Beberapa minggu ini, kita ‘digegerkan’ dengan pencapresan Anies Baswedan oleh Partai Nasdem. Dan hal itu berlanjut dengan banyaknya kejadian yang tidak mengenakkan yang terjadi di internal Partai Nasdem. Mulai dari mundurnya beberapa kader potensial yang bahkan jadi berita heboh di media. Sebut saja kasusnya Mbok Ni Luh Djelantik, salah seorang pimpinan DPP Partai Nasdem.

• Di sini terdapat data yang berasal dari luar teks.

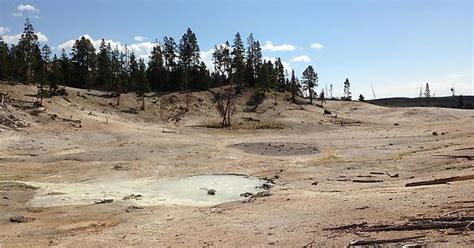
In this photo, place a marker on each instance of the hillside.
(83, 170)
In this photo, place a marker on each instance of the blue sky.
(397, 45)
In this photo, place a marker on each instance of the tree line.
(172, 66)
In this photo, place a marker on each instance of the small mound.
(277, 148)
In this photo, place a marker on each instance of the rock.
(21, 219)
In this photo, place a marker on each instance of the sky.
(394, 46)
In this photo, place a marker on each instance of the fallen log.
(384, 241)
(421, 226)
(443, 218)
(468, 157)
(463, 149)
(440, 181)
(345, 227)
(366, 181)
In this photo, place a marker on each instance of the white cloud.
(317, 46)
(301, 58)
(139, 38)
(286, 65)
(4, 30)
(13, 39)
(277, 48)
(206, 57)
(26, 8)
(141, 49)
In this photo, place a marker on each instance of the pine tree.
(280, 76)
(55, 76)
(45, 59)
(4, 60)
(28, 54)
(65, 68)
(141, 82)
(169, 53)
(330, 89)
(104, 73)
(133, 75)
(322, 97)
(347, 90)
(264, 75)
(254, 60)
(294, 86)
(427, 91)
(238, 62)
(156, 71)
(222, 62)
(310, 80)
(188, 55)
(427, 94)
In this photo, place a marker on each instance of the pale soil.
(152, 145)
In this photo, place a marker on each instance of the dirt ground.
(319, 173)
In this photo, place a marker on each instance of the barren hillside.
(82, 171)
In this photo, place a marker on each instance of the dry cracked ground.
(83, 172)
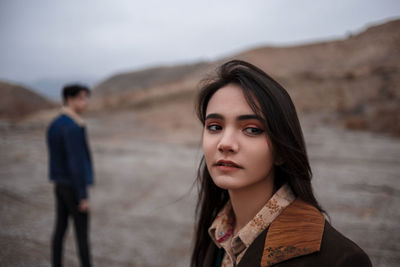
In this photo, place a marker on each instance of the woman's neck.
(247, 202)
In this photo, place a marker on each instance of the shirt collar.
(220, 229)
(73, 115)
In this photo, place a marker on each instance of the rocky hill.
(17, 101)
(356, 80)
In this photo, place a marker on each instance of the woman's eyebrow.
(214, 116)
(239, 118)
(249, 117)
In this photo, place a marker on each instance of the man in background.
(70, 168)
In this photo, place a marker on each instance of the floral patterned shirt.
(235, 246)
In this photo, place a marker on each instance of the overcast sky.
(93, 39)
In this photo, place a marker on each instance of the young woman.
(256, 205)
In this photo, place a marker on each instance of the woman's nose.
(228, 143)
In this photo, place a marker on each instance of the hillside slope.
(355, 80)
(17, 101)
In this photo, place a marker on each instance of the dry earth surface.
(143, 200)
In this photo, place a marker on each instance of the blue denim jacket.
(69, 155)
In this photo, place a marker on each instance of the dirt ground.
(143, 200)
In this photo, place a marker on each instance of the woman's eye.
(214, 127)
(253, 131)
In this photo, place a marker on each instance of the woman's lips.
(227, 165)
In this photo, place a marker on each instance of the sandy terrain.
(143, 200)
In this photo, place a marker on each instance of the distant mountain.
(17, 101)
(356, 80)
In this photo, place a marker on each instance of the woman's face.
(237, 150)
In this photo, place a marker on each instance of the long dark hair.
(270, 101)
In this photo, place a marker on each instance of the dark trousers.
(66, 206)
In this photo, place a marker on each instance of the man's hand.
(83, 205)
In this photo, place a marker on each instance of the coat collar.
(297, 231)
(73, 115)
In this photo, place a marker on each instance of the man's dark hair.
(72, 90)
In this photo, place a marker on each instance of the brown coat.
(299, 236)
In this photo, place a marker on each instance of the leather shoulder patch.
(297, 231)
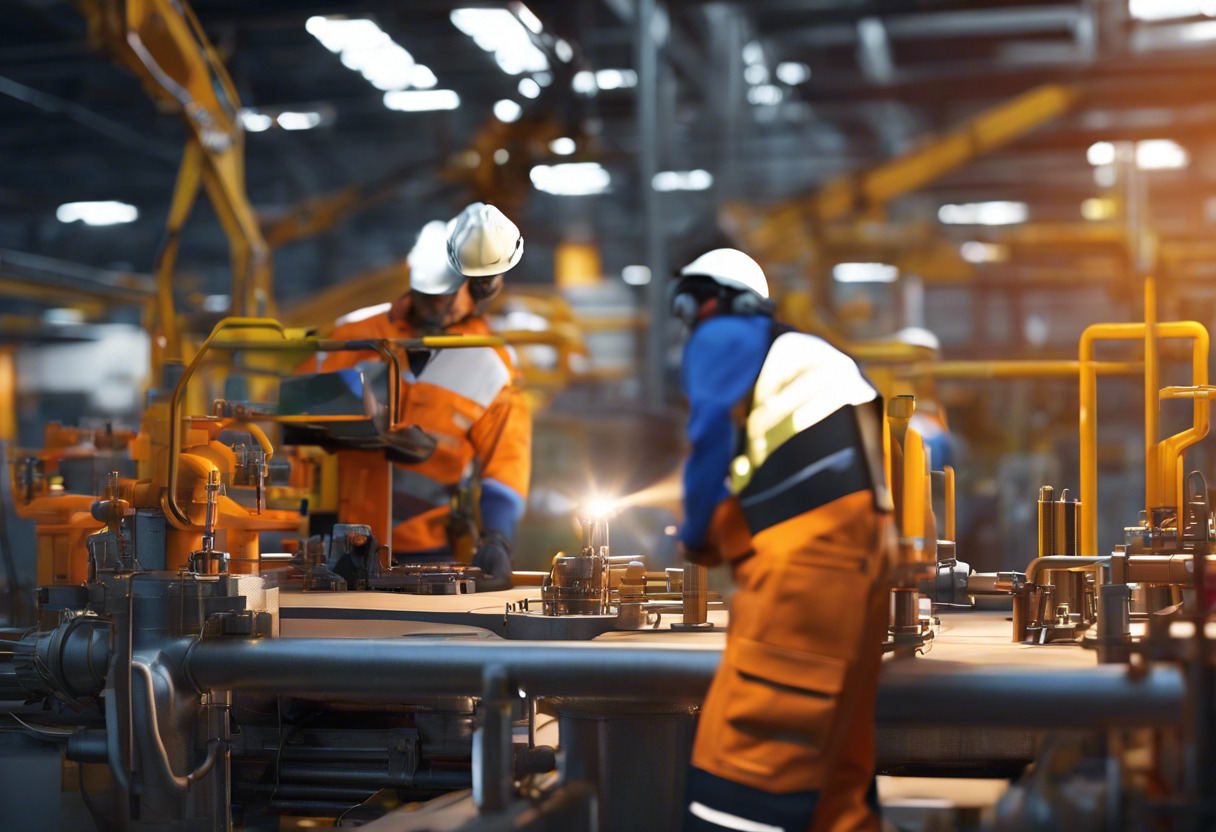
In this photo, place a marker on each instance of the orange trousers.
(792, 706)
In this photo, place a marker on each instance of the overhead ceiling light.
(1166, 10)
(255, 122)
(984, 213)
(106, 212)
(528, 88)
(63, 316)
(570, 178)
(528, 18)
(636, 275)
(1198, 32)
(682, 180)
(505, 110)
(865, 273)
(369, 50)
(290, 121)
(615, 79)
(793, 73)
(1160, 155)
(415, 101)
(1101, 152)
(755, 73)
(1097, 209)
(981, 252)
(422, 78)
(584, 83)
(501, 33)
(339, 34)
(765, 95)
(1150, 155)
(562, 146)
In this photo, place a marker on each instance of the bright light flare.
(597, 509)
(570, 179)
(106, 212)
(416, 101)
(865, 273)
(984, 213)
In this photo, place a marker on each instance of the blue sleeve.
(721, 363)
(501, 507)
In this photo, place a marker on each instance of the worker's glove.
(493, 557)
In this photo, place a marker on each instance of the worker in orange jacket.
(784, 483)
(466, 398)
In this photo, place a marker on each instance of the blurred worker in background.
(786, 484)
(465, 398)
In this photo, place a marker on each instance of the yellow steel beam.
(781, 231)
(164, 45)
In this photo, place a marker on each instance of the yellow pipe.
(950, 501)
(1034, 369)
(1152, 405)
(1172, 450)
(1087, 415)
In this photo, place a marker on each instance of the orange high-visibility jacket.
(466, 398)
(800, 515)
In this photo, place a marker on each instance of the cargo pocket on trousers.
(783, 695)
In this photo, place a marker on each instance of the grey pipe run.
(911, 692)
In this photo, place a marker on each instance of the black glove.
(493, 557)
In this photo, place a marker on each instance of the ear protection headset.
(692, 291)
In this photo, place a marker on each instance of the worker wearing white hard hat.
(784, 483)
(466, 398)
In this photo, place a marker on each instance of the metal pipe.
(966, 695)
(1074, 562)
(647, 55)
(372, 776)
(493, 751)
(388, 667)
(910, 692)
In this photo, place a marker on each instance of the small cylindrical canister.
(1067, 511)
(1046, 521)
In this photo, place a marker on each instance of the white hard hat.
(730, 268)
(429, 270)
(482, 241)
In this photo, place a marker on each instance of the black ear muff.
(684, 308)
(744, 303)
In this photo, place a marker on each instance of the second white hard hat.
(730, 268)
(429, 270)
(482, 241)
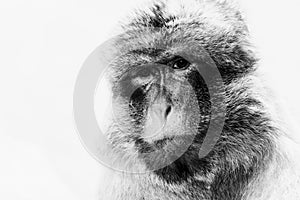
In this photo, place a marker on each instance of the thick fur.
(251, 159)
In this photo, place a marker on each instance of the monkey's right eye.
(180, 63)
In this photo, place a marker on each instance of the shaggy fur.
(249, 157)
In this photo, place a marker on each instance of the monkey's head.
(162, 100)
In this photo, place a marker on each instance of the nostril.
(168, 110)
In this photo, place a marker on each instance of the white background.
(42, 46)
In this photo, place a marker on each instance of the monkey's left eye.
(180, 63)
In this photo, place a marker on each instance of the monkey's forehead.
(168, 25)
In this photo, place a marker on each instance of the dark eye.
(180, 63)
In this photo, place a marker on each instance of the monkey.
(253, 158)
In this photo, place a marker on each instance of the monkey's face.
(161, 107)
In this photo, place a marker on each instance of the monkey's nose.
(156, 120)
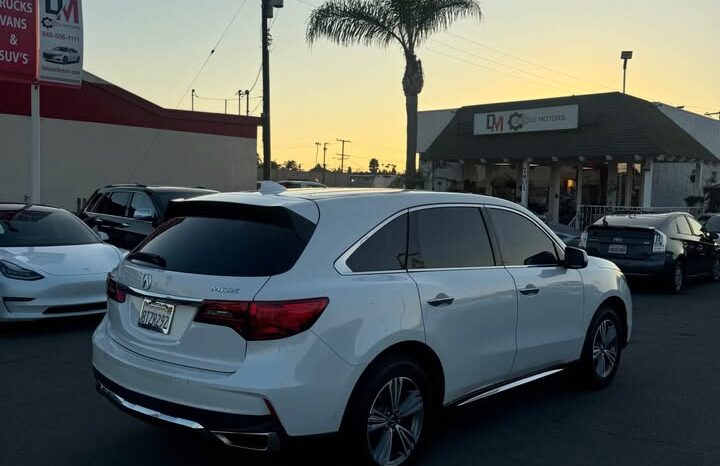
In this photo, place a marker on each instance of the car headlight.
(16, 272)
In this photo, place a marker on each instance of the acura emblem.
(147, 281)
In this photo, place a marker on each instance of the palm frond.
(437, 15)
(349, 22)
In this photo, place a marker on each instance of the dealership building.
(573, 158)
(100, 134)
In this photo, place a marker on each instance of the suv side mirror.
(575, 258)
(144, 214)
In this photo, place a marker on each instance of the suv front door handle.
(530, 290)
(441, 300)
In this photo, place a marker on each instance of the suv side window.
(695, 225)
(522, 242)
(140, 201)
(449, 237)
(113, 204)
(384, 251)
(682, 226)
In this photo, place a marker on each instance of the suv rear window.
(242, 241)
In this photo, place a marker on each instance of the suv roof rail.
(136, 185)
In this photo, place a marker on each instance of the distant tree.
(374, 166)
(407, 23)
(291, 165)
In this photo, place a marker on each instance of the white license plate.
(156, 316)
(617, 249)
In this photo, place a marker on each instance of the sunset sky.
(522, 49)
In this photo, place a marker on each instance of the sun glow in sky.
(321, 93)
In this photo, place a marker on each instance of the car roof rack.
(126, 185)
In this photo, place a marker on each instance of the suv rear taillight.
(660, 242)
(258, 320)
(115, 291)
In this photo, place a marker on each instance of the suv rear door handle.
(530, 290)
(441, 300)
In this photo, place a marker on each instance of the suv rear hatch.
(620, 242)
(207, 251)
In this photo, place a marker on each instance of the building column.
(488, 179)
(648, 169)
(525, 183)
(612, 184)
(554, 196)
(580, 223)
(629, 175)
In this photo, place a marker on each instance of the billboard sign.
(61, 41)
(527, 120)
(18, 40)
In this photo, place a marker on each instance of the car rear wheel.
(388, 414)
(602, 350)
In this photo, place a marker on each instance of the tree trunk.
(413, 82)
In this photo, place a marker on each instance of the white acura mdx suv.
(259, 317)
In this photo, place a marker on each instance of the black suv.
(672, 247)
(128, 213)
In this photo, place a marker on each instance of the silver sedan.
(51, 264)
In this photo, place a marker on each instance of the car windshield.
(36, 228)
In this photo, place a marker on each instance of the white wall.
(79, 157)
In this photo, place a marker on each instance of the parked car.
(258, 317)
(51, 264)
(711, 222)
(128, 213)
(672, 247)
(62, 55)
(569, 235)
(298, 184)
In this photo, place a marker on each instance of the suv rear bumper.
(653, 266)
(299, 391)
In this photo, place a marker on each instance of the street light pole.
(625, 56)
(267, 152)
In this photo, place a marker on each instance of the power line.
(514, 57)
(496, 71)
(508, 66)
(212, 52)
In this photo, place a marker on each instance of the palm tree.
(382, 23)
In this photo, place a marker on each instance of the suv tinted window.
(695, 225)
(383, 251)
(113, 204)
(254, 242)
(448, 237)
(521, 241)
(140, 201)
(682, 226)
(33, 228)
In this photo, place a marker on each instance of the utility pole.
(324, 160)
(342, 154)
(267, 150)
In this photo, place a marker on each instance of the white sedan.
(51, 264)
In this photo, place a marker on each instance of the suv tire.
(389, 413)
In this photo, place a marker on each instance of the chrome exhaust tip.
(261, 442)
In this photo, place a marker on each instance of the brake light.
(115, 291)
(660, 242)
(260, 320)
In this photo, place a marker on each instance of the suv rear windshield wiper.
(148, 258)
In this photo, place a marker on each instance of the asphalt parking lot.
(663, 408)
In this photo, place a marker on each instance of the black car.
(128, 213)
(672, 247)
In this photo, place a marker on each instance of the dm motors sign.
(61, 41)
(527, 120)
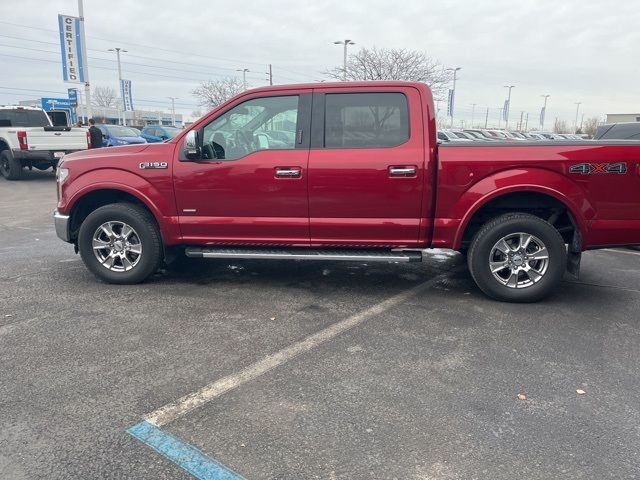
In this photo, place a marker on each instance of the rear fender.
(158, 199)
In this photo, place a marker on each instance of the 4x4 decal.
(594, 168)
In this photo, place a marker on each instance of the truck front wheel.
(10, 168)
(120, 243)
(517, 257)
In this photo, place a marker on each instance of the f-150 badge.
(148, 165)
(595, 168)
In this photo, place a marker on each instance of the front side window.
(23, 118)
(267, 123)
(366, 120)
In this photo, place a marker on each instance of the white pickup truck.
(27, 139)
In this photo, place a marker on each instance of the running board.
(362, 255)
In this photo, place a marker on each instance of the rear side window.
(365, 120)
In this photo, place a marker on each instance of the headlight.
(61, 175)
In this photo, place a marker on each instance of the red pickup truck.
(348, 171)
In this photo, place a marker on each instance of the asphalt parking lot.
(409, 373)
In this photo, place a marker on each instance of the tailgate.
(39, 139)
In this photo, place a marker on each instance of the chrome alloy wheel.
(117, 246)
(519, 260)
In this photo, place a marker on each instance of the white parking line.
(628, 252)
(180, 407)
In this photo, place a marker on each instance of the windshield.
(23, 118)
(118, 131)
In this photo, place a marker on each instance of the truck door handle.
(288, 172)
(404, 171)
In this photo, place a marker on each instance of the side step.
(361, 255)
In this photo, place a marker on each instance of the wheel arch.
(533, 198)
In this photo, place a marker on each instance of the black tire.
(10, 168)
(482, 251)
(146, 234)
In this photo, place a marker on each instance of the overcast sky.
(574, 50)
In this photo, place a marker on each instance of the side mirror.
(263, 141)
(191, 146)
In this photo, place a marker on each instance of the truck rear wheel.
(120, 243)
(517, 257)
(10, 168)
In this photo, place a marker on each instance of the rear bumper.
(61, 223)
(39, 155)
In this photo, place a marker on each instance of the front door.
(250, 185)
(366, 167)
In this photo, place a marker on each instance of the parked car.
(467, 135)
(449, 136)
(116, 135)
(349, 188)
(481, 134)
(29, 140)
(159, 133)
(618, 131)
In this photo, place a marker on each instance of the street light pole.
(118, 50)
(346, 43)
(244, 76)
(506, 113)
(576, 122)
(544, 111)
(173, 110)
(453, 91)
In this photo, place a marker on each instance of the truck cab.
(348, 171)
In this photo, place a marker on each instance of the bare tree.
(395, 64)
(104, 97)
(214, 92)
(590, 126)
(561, 126)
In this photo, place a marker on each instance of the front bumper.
(61, 222)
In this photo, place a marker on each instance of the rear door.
(366, 167)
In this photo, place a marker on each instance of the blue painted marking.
(182, 454)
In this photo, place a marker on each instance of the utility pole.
(453, 91)
(244, 76)
(508, 106)
(83, 39)
(346, 43)
(576, 122)
(118, 50)
(270, 75)
(544, 111)
(173, 110)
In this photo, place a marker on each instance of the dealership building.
(110, 115)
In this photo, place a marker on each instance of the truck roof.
(18, 107)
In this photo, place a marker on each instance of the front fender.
(536, 180)
(156, 194)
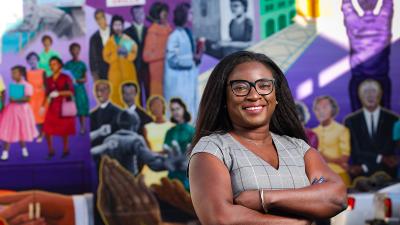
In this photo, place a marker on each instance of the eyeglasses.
(242, 88)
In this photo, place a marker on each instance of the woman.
(78, 70)
(180, 78)
(155, 44)
(154, 133)
(334, 138)
(36, 77)
(119, 52)
(179, 137)
(17, 124)
(47, 54)
(250, 148)
(59, 89)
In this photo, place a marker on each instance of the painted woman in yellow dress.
(119, 52)
(154, 133)
(334, 138)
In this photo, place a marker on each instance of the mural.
(99, 99)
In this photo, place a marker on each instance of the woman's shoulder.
(218, 139)
(289, 142)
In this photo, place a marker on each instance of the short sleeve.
(303, 146)
(210, 146)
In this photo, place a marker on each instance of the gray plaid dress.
(250, 172)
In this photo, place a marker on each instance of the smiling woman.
(251, 148)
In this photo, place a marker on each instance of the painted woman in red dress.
(58, 87)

Mbok Ni Luh, yang terkenal dengan julukan ‘kesayangan’ karena memanggil semua orang yang berkontak dengannya dengan ‘kesayangan’ memang sudah menyampaikan prinsipnya. Bahwa kalau Partai Nasdem mengusung Anies Baswedan sebagai Capres, dia akan mengundurkan diri. Dan itu dia buktikan. Dia mengundurkan diri Partai Nasdem. Bukan hanya dari kepengerusan, tapi dari partai.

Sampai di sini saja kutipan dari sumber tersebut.